Menon speaks Mandarin Chinese fluently but he negotiates with Beijing in English.......
He is a sharp and complex individual who even the Chinese find it difficult to fathom. Since the day he took over as NSA from MK Narayanan in January, the India-China bilateral equation has undergone a perceptible change......
The fact is all NSAs, from Mishra, to JN Dixit, or to Narayanan, kept talking about drawing a boundary line between India and Tibet Autonomous Region of China. It is not that Menon is not interested in settling the border issue, but he and the UPA government have made it clear that they are not overtly eager if Chinese are not interested......
The previous NSAs were interested in maintaining status quo on the border dispute and they thought that fending off Beijing’s claim over Arunachal Pradesh was an achievement.
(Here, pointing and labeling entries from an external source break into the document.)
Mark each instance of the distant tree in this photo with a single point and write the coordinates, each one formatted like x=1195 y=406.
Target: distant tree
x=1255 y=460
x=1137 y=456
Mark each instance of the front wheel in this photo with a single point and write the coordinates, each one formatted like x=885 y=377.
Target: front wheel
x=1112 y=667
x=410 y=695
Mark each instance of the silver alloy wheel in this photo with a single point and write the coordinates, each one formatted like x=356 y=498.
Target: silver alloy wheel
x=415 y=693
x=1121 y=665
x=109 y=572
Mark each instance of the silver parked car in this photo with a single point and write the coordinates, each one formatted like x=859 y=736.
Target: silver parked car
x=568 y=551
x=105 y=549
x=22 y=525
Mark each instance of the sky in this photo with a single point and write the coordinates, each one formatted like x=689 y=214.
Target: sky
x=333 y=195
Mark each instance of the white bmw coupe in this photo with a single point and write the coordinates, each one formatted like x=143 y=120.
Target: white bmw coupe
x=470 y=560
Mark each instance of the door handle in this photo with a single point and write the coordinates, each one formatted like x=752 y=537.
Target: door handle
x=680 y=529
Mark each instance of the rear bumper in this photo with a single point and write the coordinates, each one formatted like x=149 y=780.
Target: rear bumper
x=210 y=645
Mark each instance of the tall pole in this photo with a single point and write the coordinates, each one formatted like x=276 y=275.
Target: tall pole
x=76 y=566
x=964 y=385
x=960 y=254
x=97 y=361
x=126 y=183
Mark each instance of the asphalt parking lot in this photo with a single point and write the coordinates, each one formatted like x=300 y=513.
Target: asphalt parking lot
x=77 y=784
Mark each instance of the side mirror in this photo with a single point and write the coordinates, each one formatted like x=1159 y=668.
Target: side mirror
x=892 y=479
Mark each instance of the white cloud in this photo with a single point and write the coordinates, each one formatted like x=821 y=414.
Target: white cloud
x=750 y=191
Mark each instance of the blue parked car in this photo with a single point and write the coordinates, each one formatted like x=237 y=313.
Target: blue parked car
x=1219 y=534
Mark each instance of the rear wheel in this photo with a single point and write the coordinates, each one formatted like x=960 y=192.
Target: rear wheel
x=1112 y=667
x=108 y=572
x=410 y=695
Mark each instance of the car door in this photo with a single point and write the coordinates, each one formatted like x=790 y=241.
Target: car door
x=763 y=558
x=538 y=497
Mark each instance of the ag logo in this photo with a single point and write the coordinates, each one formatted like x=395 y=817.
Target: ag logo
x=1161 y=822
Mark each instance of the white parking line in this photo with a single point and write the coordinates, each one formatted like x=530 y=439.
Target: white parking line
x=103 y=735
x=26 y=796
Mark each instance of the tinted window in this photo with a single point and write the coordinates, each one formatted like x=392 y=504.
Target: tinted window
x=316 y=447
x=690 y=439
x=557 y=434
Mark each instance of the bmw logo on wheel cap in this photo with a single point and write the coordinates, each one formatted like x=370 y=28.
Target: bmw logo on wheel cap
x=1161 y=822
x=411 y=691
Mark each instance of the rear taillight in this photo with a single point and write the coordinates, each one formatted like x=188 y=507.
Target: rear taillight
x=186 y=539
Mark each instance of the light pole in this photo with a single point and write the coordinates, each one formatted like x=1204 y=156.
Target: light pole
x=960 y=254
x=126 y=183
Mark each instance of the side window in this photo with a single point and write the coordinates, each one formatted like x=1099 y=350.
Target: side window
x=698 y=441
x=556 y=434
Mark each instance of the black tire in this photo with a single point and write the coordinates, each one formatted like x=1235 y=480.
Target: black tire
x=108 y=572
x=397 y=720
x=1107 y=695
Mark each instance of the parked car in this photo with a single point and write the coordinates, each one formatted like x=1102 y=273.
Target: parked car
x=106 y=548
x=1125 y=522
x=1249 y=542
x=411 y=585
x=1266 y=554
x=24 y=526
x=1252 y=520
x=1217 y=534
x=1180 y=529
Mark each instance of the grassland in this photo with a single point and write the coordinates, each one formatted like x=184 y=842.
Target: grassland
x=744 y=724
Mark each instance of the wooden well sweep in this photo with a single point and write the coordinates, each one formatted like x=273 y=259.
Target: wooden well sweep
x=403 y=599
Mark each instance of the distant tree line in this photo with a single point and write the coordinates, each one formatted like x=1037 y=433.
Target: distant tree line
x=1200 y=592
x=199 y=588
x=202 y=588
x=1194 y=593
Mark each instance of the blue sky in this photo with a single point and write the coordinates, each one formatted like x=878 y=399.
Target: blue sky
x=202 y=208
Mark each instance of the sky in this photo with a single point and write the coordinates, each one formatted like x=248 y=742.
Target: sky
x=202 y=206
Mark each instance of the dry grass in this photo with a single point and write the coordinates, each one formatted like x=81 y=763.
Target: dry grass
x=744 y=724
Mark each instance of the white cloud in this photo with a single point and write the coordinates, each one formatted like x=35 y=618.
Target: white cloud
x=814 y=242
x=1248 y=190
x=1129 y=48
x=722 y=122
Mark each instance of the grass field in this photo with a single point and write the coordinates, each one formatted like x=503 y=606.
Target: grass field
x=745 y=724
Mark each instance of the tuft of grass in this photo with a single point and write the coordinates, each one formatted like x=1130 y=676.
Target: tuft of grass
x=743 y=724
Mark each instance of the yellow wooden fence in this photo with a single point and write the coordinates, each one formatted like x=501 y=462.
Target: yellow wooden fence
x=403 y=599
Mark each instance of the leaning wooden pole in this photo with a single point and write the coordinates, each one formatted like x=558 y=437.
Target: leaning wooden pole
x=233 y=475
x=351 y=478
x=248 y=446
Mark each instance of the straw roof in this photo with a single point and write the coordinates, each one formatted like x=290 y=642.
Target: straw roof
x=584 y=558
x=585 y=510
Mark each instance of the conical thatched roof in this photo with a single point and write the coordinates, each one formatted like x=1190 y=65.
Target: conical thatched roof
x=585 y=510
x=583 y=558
Menon is made of different stuff. He turned the tables on China by asking Beijing to return Indian land lost in the 1962 war if it wanted to settle the border issue. ....
India last year cancelled an unprecedented 30,000 business visas issued during Nirupama Rao’s tenure as ambassador to China. New Delhi then raised the issue of China granting stapled visas to Kashmir and Arunachal Pradesh residents though Beijing had being doing so since 2008-2009. Beijing was flummoxed again when New Delhi suspended defence dialogue after China refused to give a visa to Lt General B S Jaswal, who was then Northern Army Commander, for a bilateral visit on the grounds that he was serving in Kashmir.....
India resumed the defence dialogue only after a Major General level officer serving in Kashmir was permitted to go to Beijing this year and China stopped issuing stapled visas. The next point of friction was India’s ONGC tying up with the Vietnamese to explore hydrocarbons in South China Sea, which China has claims comes under its sovereignty. China vehemently objected to Indian presence in South China Sea, but New Delhi quietly responded by saying that it was going as per international laws. The latest and strongest Indian move was India’s cancellation of the SR dialogue last November. China wanted New Delhi to cancel a Buddhist Conference, which was to be addressed by Dalai Lama, during the same period but India refused to bend. It is evident from all these events that New Delhi has decided not to diplomatically molly coddle the Chinese any longer but are prepared to deal with them on the same plane.